I am exploring whether I can apply Caffe to real-life handwritten digit recognition. I'd like to recognize certain numbers from a series of scans, where each digit is on average 12x12 px. I took the official MNIST example and decided to retrain the net to have inputs of size 12x12 instead of 28x28. So I changed the two input layers from LevelDB to IMAGE_DATA. For these layers, I cropped and downsampled the entire MNIST dataset by hand (cropped the images to [4:24, 4:24] and resized to 12x12 with OpenCV's cv2.resize, interpolation=INTER_LINEAR). For the resulting 60000+10000 images I generated indices, in order to plug them in IMAGE_DATA layers.
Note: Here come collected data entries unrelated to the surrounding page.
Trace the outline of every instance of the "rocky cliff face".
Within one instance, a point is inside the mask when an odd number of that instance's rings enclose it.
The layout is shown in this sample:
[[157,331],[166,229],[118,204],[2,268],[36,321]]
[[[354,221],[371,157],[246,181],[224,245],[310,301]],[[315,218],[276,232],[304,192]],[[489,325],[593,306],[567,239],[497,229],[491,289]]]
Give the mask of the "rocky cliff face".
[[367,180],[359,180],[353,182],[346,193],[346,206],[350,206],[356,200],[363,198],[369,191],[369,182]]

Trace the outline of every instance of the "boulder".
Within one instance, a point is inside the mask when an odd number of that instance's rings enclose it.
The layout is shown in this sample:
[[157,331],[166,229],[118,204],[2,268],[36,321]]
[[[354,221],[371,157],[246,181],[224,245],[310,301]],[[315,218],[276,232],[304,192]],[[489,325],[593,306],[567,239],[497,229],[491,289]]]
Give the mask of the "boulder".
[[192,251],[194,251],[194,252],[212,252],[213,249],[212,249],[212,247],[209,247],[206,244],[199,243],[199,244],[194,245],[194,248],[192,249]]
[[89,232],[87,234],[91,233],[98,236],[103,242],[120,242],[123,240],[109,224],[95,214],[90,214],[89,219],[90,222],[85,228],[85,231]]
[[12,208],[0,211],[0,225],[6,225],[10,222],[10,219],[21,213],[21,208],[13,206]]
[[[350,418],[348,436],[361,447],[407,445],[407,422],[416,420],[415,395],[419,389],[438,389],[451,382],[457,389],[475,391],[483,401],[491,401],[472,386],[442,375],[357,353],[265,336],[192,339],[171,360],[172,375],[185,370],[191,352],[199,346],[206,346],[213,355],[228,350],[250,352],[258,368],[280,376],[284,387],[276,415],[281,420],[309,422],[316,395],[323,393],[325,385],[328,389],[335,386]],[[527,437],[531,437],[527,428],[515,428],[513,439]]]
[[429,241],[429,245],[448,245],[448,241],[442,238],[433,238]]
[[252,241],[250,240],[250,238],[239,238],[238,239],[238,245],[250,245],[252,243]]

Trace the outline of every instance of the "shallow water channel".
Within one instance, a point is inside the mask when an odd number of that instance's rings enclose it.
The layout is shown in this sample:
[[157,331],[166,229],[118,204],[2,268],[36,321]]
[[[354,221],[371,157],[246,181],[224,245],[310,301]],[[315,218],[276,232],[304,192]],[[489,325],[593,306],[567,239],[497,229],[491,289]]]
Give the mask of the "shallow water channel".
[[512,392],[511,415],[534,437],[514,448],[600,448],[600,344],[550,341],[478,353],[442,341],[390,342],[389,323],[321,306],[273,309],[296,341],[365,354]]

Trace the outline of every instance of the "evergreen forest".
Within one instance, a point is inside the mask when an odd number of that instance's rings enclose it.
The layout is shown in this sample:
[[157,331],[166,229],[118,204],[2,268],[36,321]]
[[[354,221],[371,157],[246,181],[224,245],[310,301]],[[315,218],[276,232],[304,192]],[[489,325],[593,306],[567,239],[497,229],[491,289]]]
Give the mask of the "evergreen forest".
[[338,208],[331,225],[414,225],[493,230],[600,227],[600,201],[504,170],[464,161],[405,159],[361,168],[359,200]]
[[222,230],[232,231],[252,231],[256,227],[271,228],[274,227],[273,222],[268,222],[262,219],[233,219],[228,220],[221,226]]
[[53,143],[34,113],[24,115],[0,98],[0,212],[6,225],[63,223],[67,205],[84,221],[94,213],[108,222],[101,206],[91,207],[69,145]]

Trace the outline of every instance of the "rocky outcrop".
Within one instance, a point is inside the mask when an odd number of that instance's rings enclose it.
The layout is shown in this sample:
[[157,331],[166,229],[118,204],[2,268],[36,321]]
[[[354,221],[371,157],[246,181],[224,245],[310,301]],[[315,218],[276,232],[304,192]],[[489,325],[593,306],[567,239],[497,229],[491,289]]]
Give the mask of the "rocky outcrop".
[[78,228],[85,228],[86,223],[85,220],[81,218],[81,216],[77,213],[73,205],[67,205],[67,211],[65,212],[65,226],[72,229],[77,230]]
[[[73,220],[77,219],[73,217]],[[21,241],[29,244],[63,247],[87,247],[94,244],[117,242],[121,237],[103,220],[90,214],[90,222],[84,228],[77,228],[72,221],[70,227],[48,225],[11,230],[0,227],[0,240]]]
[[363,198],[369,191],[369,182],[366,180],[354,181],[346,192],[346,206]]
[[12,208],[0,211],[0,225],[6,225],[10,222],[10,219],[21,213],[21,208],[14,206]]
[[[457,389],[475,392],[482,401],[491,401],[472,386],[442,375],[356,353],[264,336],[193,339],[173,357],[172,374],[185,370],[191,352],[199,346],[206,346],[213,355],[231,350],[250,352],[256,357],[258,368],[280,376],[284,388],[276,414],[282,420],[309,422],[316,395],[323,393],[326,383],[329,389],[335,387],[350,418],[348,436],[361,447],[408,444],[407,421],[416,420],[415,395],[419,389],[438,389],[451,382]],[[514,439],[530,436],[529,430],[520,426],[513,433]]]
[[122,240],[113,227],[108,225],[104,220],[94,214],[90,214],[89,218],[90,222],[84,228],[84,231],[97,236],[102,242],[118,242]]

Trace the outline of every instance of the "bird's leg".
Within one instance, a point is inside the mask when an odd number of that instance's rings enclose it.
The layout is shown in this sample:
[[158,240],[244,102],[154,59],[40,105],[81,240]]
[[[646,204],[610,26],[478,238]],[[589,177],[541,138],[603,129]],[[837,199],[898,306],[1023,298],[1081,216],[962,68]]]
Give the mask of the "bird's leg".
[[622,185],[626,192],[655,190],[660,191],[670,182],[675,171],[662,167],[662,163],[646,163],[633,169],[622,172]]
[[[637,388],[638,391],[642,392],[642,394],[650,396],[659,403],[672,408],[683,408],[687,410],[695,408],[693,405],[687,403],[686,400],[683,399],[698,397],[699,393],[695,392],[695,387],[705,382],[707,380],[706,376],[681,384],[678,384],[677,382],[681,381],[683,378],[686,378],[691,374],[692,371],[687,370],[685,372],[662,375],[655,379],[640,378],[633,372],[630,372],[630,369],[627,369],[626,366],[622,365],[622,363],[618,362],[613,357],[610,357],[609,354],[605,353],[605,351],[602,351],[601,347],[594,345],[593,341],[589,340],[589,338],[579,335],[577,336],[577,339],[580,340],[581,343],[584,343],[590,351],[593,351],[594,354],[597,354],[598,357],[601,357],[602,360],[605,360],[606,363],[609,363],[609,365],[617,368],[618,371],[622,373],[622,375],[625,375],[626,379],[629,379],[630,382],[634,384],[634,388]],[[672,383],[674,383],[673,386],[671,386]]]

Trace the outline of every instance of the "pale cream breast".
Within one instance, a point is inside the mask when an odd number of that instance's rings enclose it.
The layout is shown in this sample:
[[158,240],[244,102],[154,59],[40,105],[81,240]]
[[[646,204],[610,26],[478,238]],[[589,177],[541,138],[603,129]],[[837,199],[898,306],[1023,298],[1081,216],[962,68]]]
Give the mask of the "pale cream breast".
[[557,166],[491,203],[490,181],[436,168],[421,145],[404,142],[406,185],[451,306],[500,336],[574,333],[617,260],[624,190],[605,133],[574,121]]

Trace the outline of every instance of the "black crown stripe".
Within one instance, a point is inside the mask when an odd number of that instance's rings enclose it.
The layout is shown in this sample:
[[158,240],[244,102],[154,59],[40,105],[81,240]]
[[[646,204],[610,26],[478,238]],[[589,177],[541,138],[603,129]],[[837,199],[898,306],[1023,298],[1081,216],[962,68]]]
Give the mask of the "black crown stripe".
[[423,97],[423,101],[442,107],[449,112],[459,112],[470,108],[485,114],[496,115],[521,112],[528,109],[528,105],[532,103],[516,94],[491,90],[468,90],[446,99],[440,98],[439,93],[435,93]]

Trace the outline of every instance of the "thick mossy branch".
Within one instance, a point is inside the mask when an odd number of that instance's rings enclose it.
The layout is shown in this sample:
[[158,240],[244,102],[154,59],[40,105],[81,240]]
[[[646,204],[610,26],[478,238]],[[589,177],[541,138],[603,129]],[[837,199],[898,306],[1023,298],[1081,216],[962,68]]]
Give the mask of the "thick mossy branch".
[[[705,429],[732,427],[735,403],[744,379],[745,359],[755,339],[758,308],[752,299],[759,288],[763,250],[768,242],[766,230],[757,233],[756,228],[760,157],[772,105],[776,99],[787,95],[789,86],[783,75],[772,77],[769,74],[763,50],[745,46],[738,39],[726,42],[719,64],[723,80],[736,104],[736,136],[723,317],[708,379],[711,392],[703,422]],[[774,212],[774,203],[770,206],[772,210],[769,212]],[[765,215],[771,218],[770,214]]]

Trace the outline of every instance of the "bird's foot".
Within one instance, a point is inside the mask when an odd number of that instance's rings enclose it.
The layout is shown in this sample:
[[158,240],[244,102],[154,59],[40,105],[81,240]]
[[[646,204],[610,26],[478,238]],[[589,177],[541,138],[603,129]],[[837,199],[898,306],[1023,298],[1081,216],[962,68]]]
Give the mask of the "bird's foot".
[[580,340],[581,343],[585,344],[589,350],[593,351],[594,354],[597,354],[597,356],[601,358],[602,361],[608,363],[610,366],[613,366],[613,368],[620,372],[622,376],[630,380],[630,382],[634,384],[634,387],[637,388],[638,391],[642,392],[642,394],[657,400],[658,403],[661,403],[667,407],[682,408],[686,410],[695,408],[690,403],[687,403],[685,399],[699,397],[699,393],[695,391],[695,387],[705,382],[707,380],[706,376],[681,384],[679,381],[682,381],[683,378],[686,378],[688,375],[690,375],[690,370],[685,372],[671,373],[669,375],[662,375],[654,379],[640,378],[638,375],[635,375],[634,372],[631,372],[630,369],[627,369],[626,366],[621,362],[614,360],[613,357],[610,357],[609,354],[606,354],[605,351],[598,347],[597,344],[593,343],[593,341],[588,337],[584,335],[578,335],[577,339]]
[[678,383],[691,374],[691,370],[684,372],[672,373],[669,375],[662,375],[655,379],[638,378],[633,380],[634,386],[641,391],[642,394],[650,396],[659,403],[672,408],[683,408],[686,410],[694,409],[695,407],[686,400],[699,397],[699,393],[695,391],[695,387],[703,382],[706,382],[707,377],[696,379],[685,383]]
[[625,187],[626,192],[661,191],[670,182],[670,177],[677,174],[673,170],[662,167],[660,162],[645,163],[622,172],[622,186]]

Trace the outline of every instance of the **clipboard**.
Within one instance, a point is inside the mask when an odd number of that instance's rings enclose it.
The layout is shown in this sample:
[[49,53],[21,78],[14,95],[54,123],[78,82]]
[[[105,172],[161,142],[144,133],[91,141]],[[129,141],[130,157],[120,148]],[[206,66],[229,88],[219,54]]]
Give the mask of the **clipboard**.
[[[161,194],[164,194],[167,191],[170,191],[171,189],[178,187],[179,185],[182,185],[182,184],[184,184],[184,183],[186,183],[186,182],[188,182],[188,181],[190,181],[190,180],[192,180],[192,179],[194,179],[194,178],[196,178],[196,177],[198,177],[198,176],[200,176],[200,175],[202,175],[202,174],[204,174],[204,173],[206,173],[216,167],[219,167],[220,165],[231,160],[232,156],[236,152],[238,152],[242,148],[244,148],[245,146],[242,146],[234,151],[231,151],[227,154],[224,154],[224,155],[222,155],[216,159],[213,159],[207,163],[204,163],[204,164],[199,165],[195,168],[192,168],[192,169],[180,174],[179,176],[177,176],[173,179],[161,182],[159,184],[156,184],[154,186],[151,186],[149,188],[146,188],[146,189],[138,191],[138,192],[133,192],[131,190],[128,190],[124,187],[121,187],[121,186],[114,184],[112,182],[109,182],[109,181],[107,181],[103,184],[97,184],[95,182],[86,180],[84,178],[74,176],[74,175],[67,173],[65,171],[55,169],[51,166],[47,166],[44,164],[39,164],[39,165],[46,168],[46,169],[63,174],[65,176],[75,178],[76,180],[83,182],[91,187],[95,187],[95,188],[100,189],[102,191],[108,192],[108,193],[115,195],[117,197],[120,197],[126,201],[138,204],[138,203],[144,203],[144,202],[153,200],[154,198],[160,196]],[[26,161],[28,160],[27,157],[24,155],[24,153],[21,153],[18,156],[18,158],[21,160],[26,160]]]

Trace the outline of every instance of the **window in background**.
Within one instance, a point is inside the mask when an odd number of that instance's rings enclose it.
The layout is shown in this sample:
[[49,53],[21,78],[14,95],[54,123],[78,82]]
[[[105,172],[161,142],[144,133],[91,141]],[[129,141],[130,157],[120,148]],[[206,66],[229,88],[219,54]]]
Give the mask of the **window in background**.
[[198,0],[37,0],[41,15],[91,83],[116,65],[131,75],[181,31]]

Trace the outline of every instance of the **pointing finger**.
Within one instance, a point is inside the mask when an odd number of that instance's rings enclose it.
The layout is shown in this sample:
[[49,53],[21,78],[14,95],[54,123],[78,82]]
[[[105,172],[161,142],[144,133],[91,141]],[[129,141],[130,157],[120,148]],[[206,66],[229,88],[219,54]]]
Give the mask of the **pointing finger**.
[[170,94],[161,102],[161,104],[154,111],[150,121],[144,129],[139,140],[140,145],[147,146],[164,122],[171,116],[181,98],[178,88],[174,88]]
Here are the resulting *.prototxt files:
I installed Caffe on a Gentoo machine from
this repo and tested whether it would work with the official MNIST example (using LevelDB and all the fancy stuff), which it did. Then I ran it with my modified files and got a mysterious error:
$ caffe.bin train --solver=lenet_solver_modified.prototxt
<...(skipped lots of initialization)...>
I0322 23:04:56.064790 32722 net.cpp:113] Setting up conv2
F0322 23:04:56.067253 32722 blob.cpp:101] Check failed: data_
*** Check failure stack trace: ***
@ 0x7f616bea10ee (unknown)
@ 0x7f616bea2f23 (unknown)
@ 0x7f616bea0d0a (unknown)
@ 0x7f616bea378f (unknown)
@ 0x7f616c2ca50e (unknown)
@ 0x7f616c2920d5 (unknown)
@ 0x7f616c1e97d6 (unknown)
@ 0x7f616c1ebd03 (unknown)
@ 0x7f616c2080c8 (unknown)
@ 0x7f616c2085e9 (unknown)
@ 0x7f616c2089e8 (unknown)
@ 0x40e507 (unknown)
@ 0x40e7d9 (unknown)
@ 0x408182 (unknown)
@ 0x40615a (unknown)
@ 0x7f616b3d6dc6 (unknown)
@ 0x406535 (unknown)
The line in question is here, but it is not informative at all. My best guess is that the convolution and pooling kernels are too large for this size, but I'm not sure how to test that (and if that's the case, how to modify them). Could someone help me with debugging this?